Geneva High School’s Panther Pitch Finalists left to right: Sydney Mittiga, Jack Harris, Alan Cha, Nicole Morley, Bryna Gage, Cassidy Prejean, and Joon Jhang.

Come See Panthers Make Their Pitch

GENEVA – Ice cream infused with sprinkles. A high end clothing line that contributes profits to local charities. Love expressed with jewelry formed from recycled goods.
These are just a few of the ideas that young Geneva entrepreneurs hopes can send them along the road to riches.
The Second Annual Panther Pitch – a sort of Shark Tank event without sharks sponsored this year by Red Jacket Orchards – will be held at the Geneva Community Center, 160 Carter Road, Wednesday, March 28th at 7 p.m. The young entrepreneurs, all winners from a business class competition at Geneva High School, will appear on stage and try and persuade a panel of local business leaders that their idea is the next hot thing in the Finger Lakes.
The public is invited and admission to the Pat Collins Black Box Theater is free and Red Jacket refreshments will be served.
“We have some really sharp ideas this year,’’ said Stephen Muzzi, the GHS teacher who partners with Hobart and William Smith Colleges Entrepreneurial Study Program to incubate these ideas each year. “Geneva’s kids have a lot of energy for pursuing both good and good ideas. The goal was to propose innovative ideas with a social conscience. ‘’’
The five finalists, who will present at next Wednesday’s event, were selected from among all students in Muzzi’s economics classes. HWS students, who are in the local colleges’ own entrepreneurial studies program, have mentored their high school counterparts and a number of them will be on hand to watch the high school entrepreneurs stand and deliver. Andrew Silard the winner of the 2018 HWS Pitch will share his pitch that night.

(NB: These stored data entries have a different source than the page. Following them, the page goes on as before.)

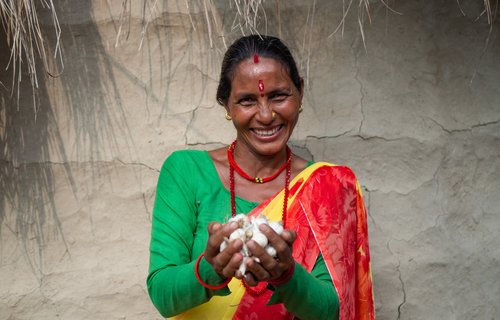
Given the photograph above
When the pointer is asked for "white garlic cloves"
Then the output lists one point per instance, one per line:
(248, 229)
(237, 234)
(260, 238)
(271, 251)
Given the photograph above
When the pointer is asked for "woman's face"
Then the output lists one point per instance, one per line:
(261, 87)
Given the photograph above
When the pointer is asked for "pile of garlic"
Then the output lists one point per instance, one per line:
(248, 229)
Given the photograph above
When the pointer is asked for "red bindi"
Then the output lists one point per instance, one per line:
(255, 58)
(261, 88)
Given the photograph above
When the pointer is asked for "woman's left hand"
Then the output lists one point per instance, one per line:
(269, 268)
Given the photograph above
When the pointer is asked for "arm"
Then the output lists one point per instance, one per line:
(171, 274)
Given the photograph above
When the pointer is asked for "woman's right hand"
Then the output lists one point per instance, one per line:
(225, 263)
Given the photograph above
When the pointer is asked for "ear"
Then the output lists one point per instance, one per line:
(301, 90)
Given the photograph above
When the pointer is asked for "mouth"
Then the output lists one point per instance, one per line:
(267, 132)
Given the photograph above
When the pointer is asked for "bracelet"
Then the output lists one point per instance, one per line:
(284, 277)
(206, 285)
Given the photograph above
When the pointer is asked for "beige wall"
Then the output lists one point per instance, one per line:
(416, 115)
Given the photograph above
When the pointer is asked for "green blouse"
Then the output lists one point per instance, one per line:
(189, 196)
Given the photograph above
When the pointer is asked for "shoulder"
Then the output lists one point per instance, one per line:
(185, 158)
(342, 173)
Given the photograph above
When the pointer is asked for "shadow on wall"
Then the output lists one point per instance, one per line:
(31, 142)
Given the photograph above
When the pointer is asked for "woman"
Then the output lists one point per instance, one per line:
(322, 266)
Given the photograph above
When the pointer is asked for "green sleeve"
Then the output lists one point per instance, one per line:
(172, 285)
(309, 295)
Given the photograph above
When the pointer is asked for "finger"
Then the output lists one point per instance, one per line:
(250, 279)
(231, 268)
(289, 236)
(221, 261)
(257, 270)
(217, 232)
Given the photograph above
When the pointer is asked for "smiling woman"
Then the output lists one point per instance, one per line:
(319, 268)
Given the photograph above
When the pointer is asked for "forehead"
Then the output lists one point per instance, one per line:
(265, 68)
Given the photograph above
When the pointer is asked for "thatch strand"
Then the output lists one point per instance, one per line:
(19, 19)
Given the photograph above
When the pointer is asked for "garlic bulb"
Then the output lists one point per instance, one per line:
(248, 229)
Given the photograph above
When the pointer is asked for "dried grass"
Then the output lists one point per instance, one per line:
(20, 21)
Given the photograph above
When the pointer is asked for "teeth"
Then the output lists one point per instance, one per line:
(267, 133)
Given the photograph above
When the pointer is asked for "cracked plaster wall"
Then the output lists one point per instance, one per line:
(416, 115)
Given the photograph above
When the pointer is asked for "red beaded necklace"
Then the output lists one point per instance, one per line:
(233, 166)
(242, 173)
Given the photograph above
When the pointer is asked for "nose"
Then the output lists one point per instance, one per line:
(265, 114)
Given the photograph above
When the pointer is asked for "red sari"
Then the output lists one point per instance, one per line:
(327, 212)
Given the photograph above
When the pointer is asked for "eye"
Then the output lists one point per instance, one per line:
(278, 97)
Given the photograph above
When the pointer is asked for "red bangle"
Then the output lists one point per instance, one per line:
(206, 285)
(284, 277)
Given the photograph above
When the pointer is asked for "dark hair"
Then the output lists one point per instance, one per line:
(246, 47)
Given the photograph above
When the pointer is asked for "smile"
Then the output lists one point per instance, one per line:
(267, 132)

This year’s competitors, all seniors, include:

 Cassidy Prejean , proposing a project that matches the homeless up with abandoned pets to result in homes for both.
 Jackson Harris, creating a high-end clothing line that promotes Geneva pride by allowing buyers to direct a percentage of their spend to local charities.
 Alan Cha and Joon Jhang, suggesting a Korean confectionery and culinary business that promotes cultural understanding.
 Nicole Morley and Bryna Gage, a mobile ice cream truck serving soft-serve products with sprinkles “infused” throughout the product.
 Sydney Mittiga, who is proposing to launch “Wood You Marry Me,” a jewelry store that will create wedding and engagement rings made of local recycled materials.

The judges for this year’s Panther Pitch include:
 James Emery Elkin, local restaurant and bar owner.
 Amy Forbes, Associate Director of Hobart and William Smith Colleges Centennial Center for Leadership, Entrepreneurship and Innovation.
 Sage Gerling, Acting City Manager and director of the city’s Neighborhood Resource Center.
 Craig Talmage, who teaches in the HWS Entrepreneurial Studies program.

Panther Pitch is being hosted at the Boys & Girls Club’s Community Center and is sponsored by Red Jacket Orchards, a Geneva-based company that sells fruit and fruit juices throughout the U.S.